Cuando regresé a Managua, tras más de dos mil días con sus noches, con la muerte y la vida colgando de un hilo que nunca se reventó, me la encontré. Vestido blanco, delgada como novia de Peter Pan. Nos hicimos amigos, almorzábamos juntos y en los ratos libres paseábamos por la finca, que servía de cuartel general en las afueras de Managua. Un día le conté que yo había redactado el comunicado cuando la habían capturado, nueve años atrás. Le pregunté que cómo había logrado que la dejaran tan rápido en libertad.
A la mañana siguiente de haberles dicho a los interrogadores hondureños que trabajaba en un burdel, llevaron a la dueña del negocio para que dijera que si en verdad conocía a aquella muchacha que decía llamarse María y ser originaria de Taulabé. La matrona, piel blanca, pasadita de libras, boca pintada de carmín encendido, cincuentona, la miró un rato y dijo a los policías: —“Si trabaja conmigo, se llama Vanesa”. —“Pero ella dice que se llama María”. —“Así es, pero los clientes prefieren acostarse con muchachas que se llamen Vanesas y no Marías”. Ambas mujeres salieron juntas del cuartel. Ya lejos de allí se abrazaron y lloraron. “Ay mamita”, dijo la matrona, “no sé en qué babosadas andás metida, tené cuidado porque en la otra te van a matar”. Le dio unos lempiras para un taxi y desapareció doblando una esquina.
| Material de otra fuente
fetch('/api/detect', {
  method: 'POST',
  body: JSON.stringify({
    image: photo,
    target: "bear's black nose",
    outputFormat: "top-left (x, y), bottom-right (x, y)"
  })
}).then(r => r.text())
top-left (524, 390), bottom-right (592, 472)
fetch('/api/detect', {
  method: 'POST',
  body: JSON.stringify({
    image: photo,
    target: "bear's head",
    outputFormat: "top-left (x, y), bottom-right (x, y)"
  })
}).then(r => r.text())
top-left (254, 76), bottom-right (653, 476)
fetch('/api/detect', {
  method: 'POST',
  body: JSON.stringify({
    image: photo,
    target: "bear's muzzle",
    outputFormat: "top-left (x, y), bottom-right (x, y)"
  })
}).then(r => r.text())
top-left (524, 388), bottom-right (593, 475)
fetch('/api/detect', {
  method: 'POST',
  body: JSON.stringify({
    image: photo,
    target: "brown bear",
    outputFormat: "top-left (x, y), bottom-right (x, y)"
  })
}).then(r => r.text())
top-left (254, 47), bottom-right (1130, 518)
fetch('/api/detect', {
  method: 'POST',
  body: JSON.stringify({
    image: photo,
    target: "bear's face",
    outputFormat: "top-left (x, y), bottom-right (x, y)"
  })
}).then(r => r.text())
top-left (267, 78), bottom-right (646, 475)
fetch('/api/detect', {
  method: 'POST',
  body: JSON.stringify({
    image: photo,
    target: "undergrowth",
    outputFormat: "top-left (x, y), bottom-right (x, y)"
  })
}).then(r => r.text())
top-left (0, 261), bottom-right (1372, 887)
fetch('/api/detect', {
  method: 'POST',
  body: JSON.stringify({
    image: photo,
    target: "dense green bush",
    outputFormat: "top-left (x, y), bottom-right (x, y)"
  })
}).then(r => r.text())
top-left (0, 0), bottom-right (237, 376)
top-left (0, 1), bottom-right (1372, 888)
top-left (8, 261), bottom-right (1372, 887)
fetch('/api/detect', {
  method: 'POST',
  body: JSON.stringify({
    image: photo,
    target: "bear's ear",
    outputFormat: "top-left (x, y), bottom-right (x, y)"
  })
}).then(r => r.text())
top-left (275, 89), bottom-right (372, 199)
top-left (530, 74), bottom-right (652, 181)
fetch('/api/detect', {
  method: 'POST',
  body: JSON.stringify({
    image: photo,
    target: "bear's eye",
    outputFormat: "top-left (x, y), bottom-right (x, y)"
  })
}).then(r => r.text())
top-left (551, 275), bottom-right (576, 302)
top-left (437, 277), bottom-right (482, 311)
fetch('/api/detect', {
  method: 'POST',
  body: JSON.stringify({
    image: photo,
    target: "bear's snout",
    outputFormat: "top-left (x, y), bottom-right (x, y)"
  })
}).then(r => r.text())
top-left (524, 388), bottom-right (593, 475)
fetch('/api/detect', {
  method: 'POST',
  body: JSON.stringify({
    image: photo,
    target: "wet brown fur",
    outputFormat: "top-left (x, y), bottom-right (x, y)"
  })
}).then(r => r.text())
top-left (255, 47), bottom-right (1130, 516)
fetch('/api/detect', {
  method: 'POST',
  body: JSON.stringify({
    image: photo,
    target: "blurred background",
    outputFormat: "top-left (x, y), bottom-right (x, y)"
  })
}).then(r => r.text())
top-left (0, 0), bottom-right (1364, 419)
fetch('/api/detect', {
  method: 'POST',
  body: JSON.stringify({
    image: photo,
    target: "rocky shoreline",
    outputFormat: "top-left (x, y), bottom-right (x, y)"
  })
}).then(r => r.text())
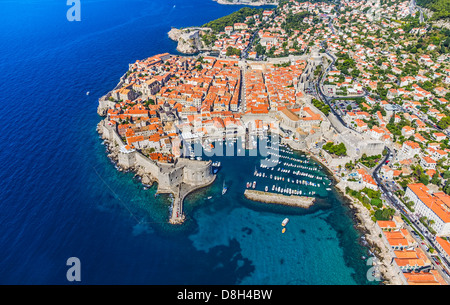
top-left (213, 0), bottom-right (278, 6)
top-left (288, 143), bottom-right (403, 285)
top-left (244, 190), bottom-right (315, 209)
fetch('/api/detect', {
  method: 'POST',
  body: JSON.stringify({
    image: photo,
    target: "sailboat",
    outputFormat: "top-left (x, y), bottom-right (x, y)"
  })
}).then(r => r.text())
top-left (222, 181), bottom-right (228, 195)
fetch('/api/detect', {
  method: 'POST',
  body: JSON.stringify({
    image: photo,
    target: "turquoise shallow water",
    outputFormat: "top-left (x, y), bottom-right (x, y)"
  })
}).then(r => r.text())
top-left (0, 0), bottom-right (374, 284)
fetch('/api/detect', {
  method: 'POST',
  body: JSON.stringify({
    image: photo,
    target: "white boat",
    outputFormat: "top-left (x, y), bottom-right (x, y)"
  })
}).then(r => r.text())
top-left (222, 181), bottom-right (228, 195)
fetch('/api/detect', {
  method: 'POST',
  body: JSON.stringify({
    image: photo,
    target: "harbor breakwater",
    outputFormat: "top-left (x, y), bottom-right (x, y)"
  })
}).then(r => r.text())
top-left (244, 190), bottom-right (315, 209)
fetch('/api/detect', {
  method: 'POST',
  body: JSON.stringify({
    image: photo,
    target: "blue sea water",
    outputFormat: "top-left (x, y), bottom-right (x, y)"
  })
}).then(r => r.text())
top-left (0, 0), bottom-right (369, 284)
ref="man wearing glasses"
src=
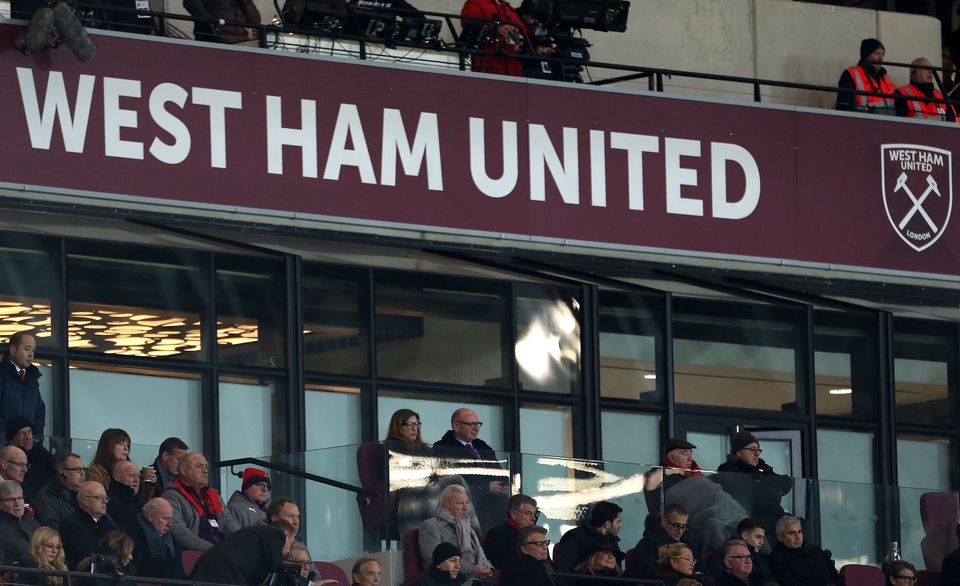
[717,431,793,540]
[0,480,40,566]
[483,494,540,569]
[433,407,510,533]
[60,480,117,570]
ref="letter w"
[17,67,96,153]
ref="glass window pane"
[216,256,286,368]
[0,233,60,347]
[673,299,802,412]
[376,275,510,387]
[305,385,361,450]
[600,410,661,465]
[303,263,369,376]
[515,286,582,394]
[599,291,664,401]
[520,405,573,456]
[70,362,203,465]
[813,311,880,419]
[67,243,205,360]
[817,429,876,567]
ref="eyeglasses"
[3,458,30,470]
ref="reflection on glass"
[67,245,204,360]
[598,291,663,401]
[514,287,581,394]
[216,256,286,368]
[375,279,510,387]
[673,300,801,412]
[303,264,369,375]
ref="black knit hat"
[730,431,760,454]
[860,39,887,60]
[6,415,33,442]
[433,541,460,566]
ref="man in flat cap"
[717,431,793,534]
[837,39,897,116]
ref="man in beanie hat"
[837,39,897,116]
[227,468,270,529]
[413,542,467,586]
[717,431,793,534]
[5,415,53,502]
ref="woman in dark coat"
[500,525,554,586]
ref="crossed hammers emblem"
[893,173,943,234]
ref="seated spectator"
[420,484,493,579]
[553,501,624,572]
[227,468,270,529]
[190,521,297,586]
[163,452,235,551]
[483,494,540,569]
[627,504,689,580]
[266,496,300,535]
[32,453,86,529]
[77,531,134,572]
[657,543,697,586]
[716,539,753,586]
[413,542,469,586]
[348,557,383,586]
[87,428,130,490]
[0,446,30,484]
[60,480,117,569]
[0,480,40,566]
[767,515,844,586]
[940,524,960,586]
[716,431,793,531]
[884,560,920,586]
[6,416,53,502]
[153,437,190,496]
[122,497,184,580]
[16,527,67,586]
[837,39,897,116]
[183,0,261,44]
[894,57,957,122]
[500,525,554,586]
[283,541,340,586]
[737,517,777,586]
[573,549,620,586]
[107,460,153,527]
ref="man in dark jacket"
[627,503,690,580]
[123,497,183,580]
[767,515,844,586]
[0,332,47,437]
[0,480,40,565]
[31,454,86,529]
[190,521,297,586]
[433,407,510,534]
[60,480,117,570]
[553,501,624,572]
[483,494,540,569]
[6,415,53,502]
[716,431,793,533]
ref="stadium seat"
[920,492,958,572]
[313,561,350,585]
[403,529,427,586]
[840,564,884,586]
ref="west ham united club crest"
[880,144,953,252]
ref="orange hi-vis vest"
[847,65,897,112]
[897,83,957,120]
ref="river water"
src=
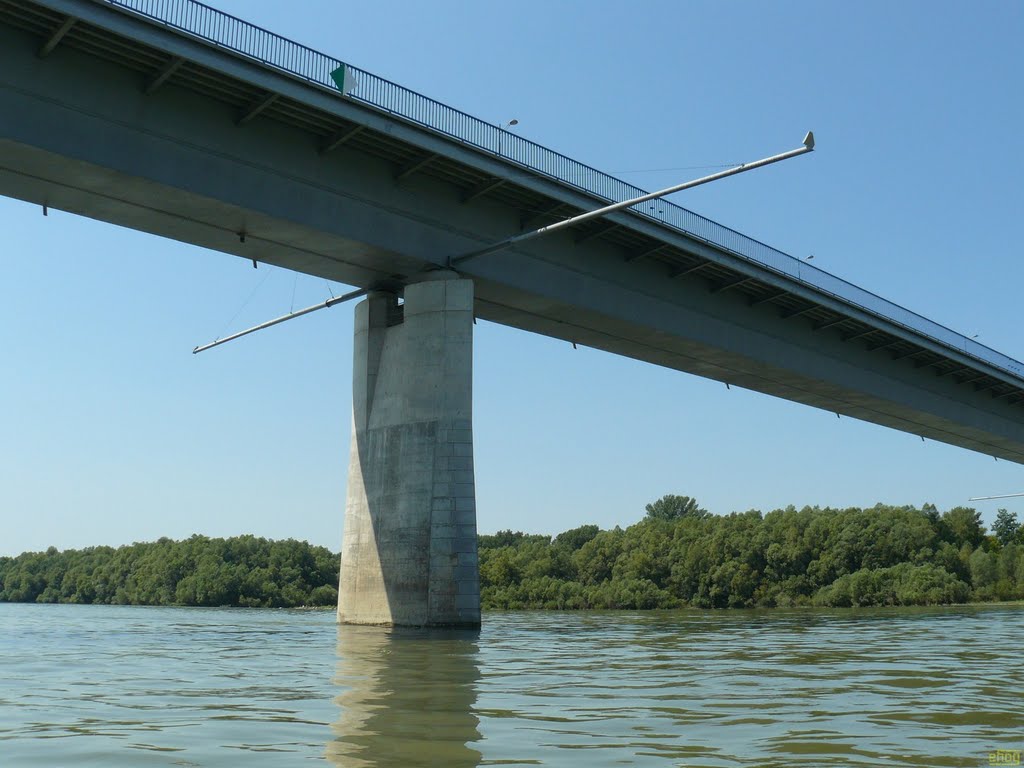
[0,604,1024,768]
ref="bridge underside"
[0,0,1024,626]
[0,0,1024,463]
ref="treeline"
[0,496,1024,609]
[480,496,1024,609]
[0,536,338,607]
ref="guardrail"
[95,0,1024,379]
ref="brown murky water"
[0,604,1024,768]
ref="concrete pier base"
[338,271,480,627]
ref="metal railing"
[95,0,1024,379]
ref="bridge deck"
[0,0,1024,460]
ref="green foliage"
[646,494,708,520]
[992,509,1021,546]
[0,536,338,607]
[0,495,1024,610]
[480,496,1024,609]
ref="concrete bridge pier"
[338,270,480,627]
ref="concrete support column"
[338,271,480,627]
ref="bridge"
[0,0,1024,625]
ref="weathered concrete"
[338,270,480,627]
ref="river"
[0,604,1024,768]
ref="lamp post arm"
[449,131,814,266]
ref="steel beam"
[237,93,281,125]
[142,56,185,93]
[36,16,78,58]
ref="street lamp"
[498,118,519,157]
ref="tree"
[942,507,985,549]
[992,509,1021,547]
[645,494,708,520]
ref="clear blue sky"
[0,0,1024,554]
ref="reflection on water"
[327,627,480,768]
[0,604,1024,768]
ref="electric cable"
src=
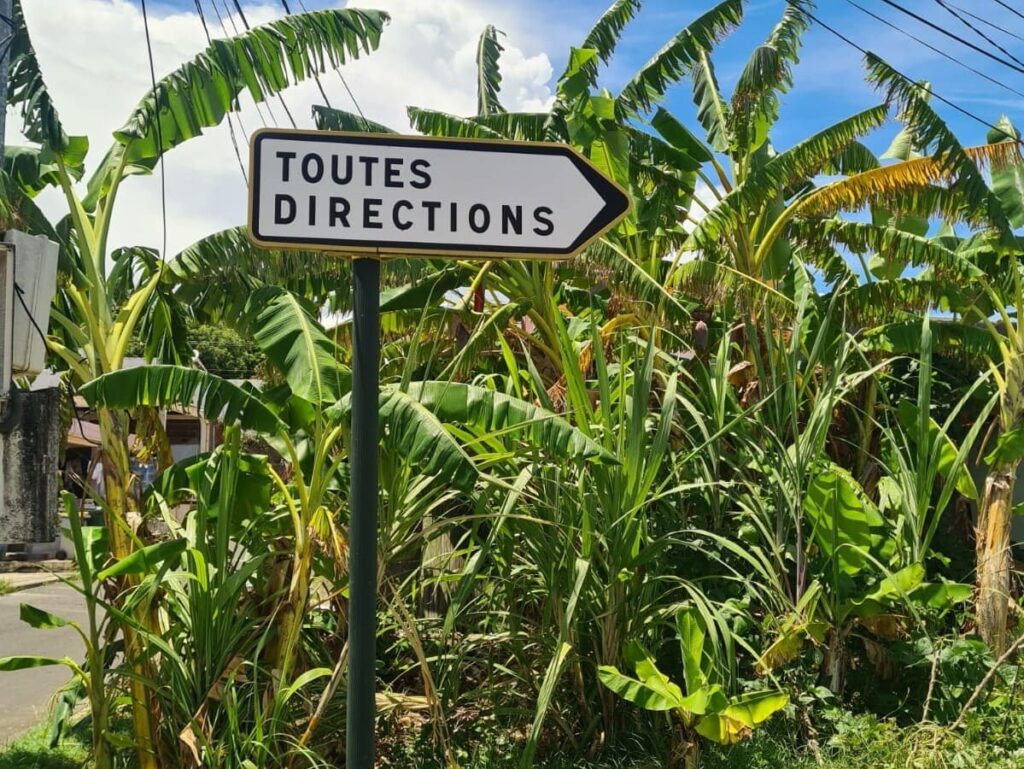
[935,0,1024,67]
[846,0,1024,98]
[299,0,371,133]
[807,7,1020,142]
[210,0,278,128]
[233,0,298,128]
[141,0,167,258]
[872,0,1024,74]
[994,0,1024,18]
[946,2,1024,40]
[281,0,334,110]
[196,0,249,186]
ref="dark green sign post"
[345,258,381,769]
[249,128,630,769]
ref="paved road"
[0,584,85,742]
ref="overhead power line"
[882,0,1024,75]
[210,0,278,128]
[807,9,1019,141]
[281,0,333,109]
[846,0,1024,98]
[233,0,298,128]
[142,0,167,259]
[292,0,370,132]
[935,0,1024,67]
[196,0,249,186]
[995,0,1024,18]
[946,3,1024,40]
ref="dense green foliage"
[0,0,1024,769]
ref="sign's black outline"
[248,128,632,259]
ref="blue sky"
[144,0,1024,152]
[19,0,1024,253]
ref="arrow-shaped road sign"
[249,129,630,259]
[249,124,630,769]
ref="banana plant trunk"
[976,461,1020,654]
[97,409,160,769]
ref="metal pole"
[345,259,381,769]
[0,0,17,409]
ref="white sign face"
[249,129,630,259]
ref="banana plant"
[9,7,388,769]
[314,0,742,366]
[0,493,187,769]
[598,607,790,769]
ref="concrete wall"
[0,388,60,543]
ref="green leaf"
[676,607,708,693]
[96,539,188,582]
[409,382,616,464]
[864,53,1011,232]
[839,563,925,620]
[731,0,813,156]
[650,106,714,163]
[687,104,888,250]
[380,265,466,312]
[580,0,641,61]
[988,115,1024,227]
[804,463,892,574]
[246,286,352,405]
[167,226,352,319]
[19,603,74,630]
[0,656,73,673]
[380,390,479,492]
[4,0,89,167]
[616,0,743,113]
[3,143,85,198]
[597,665,683,711]
[152,452,273,521]
[725,691,790,728]
[313,104,398,133]
[696,691,790,745]
[115,8,390,162]
[896,400,978,502]
[476,25,505,115]
[987,425,1024,466]
[79,366,285,435]
[910,582,974,613]
[690,51,732,153]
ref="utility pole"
[0,0,15,166]
[0,0,15,405]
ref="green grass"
[0,726,87,769]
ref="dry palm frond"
[798,141,1024,224]
[668,258,793,316]
[788,219,981,277]
[865,53,1019,231]
[686,105,888,250]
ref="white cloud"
[7,0,552,259]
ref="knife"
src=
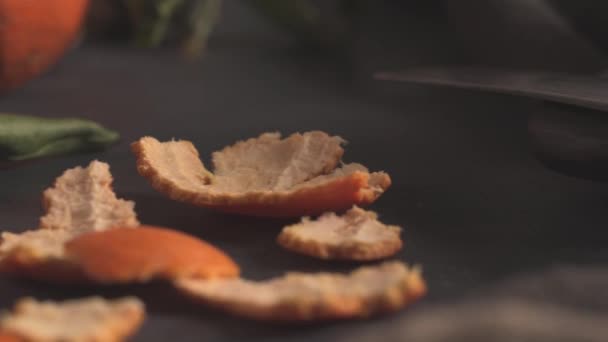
[374,67,608,181]
[374,67,608,111]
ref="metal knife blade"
[374,66,608,111]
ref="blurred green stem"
[183,0,222,58]
[126,0,185,47]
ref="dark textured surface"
[0,3,608,341]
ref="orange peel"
[0,297,145,342]
[175,262,426,322]
[131,131,391,217]
[65,226,239,283]
[277,206,403,261]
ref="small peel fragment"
[277,206,403,261]
[40,160,139,232]
[0,161,239,284]
[175,261,426,322]
[131,131,391,217]
[0,160,139,282]
[0,297,145,342]
[65,226,239,284]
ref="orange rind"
[277,207,403,261]
[0,297,145,342]
[176,262,426,322]
[132,131,391,217]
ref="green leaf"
[0,114,119,161]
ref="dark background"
[0,1,608,341]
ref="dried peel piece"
[0,297,145,342]
[0,229,84,283]
[132,131,391,217]
[176,262,426,321]
[40,160,139,232]
[277,206,403,261]
[65,226,239,283]
[0,161,139,282]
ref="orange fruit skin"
[209,172,388,218]
[0,0,89,91]
[65,226,239,283]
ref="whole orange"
[0,0,88,91]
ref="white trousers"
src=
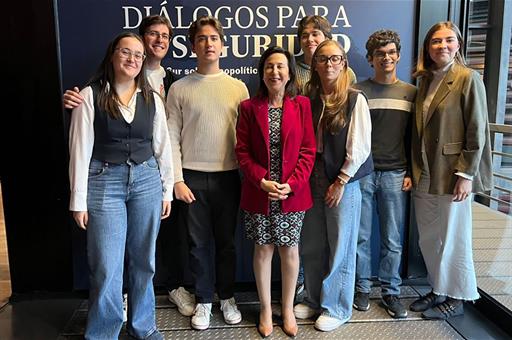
[412,190,479,300]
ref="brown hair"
[412,21,466,77]
[306,40,350,133]
[139,15,172,37]
[188,15,224,45]
[366,30,401,60]
[257,46,299,98]
[297,15,332,41]
[88,32,153,119]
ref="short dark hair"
[188,15,224,44]
[297,15,332,41]
[257,46,298,98]
[139,15,172,37]
[366,30,401,60]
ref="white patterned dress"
[244,108,304,247]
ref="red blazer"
[235,96,316,215]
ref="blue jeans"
[301,161,361,321]
[85,157,163,339]
[356,170,408,295]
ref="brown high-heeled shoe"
[282,321,299,338]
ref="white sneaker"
[167,287,196,316]
[315,312,348,332]
[191,303,212,331]
[123,294,128,322]
[293,303,320,319]
[220,297,242,325]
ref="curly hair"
[366,30,401,60]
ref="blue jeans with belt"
[356,170,408,295]
[301,161,361,321]
[85,157,163,339]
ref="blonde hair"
[412,21,466,78]
[306,40,350,133]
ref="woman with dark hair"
[294,40,373,331]
[236,47,315,337]
[69,33,174,339]
[410,21,492,319]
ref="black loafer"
[409,292,446,312]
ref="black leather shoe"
[421,299,464,320]
[409,292,446,312]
Han pasado tres décadas desde entonces. Hoy 27 de febrero que es su cumpleaños, pienso que aquella mujer era un ángel disfrazado de alcahueta, cuya actitud de infinita solidaridad sin interés alguno permitió que mis tres niñas nacieran y fueran la alegría sin cesar del amor que nació, creció y se mantiene con más intensidad en las fronteras de la realidad, la fantasía, lo cotidiano y el misterio. Te amo Mirza. Mi verdadero ángel. Feliz cumpleaños.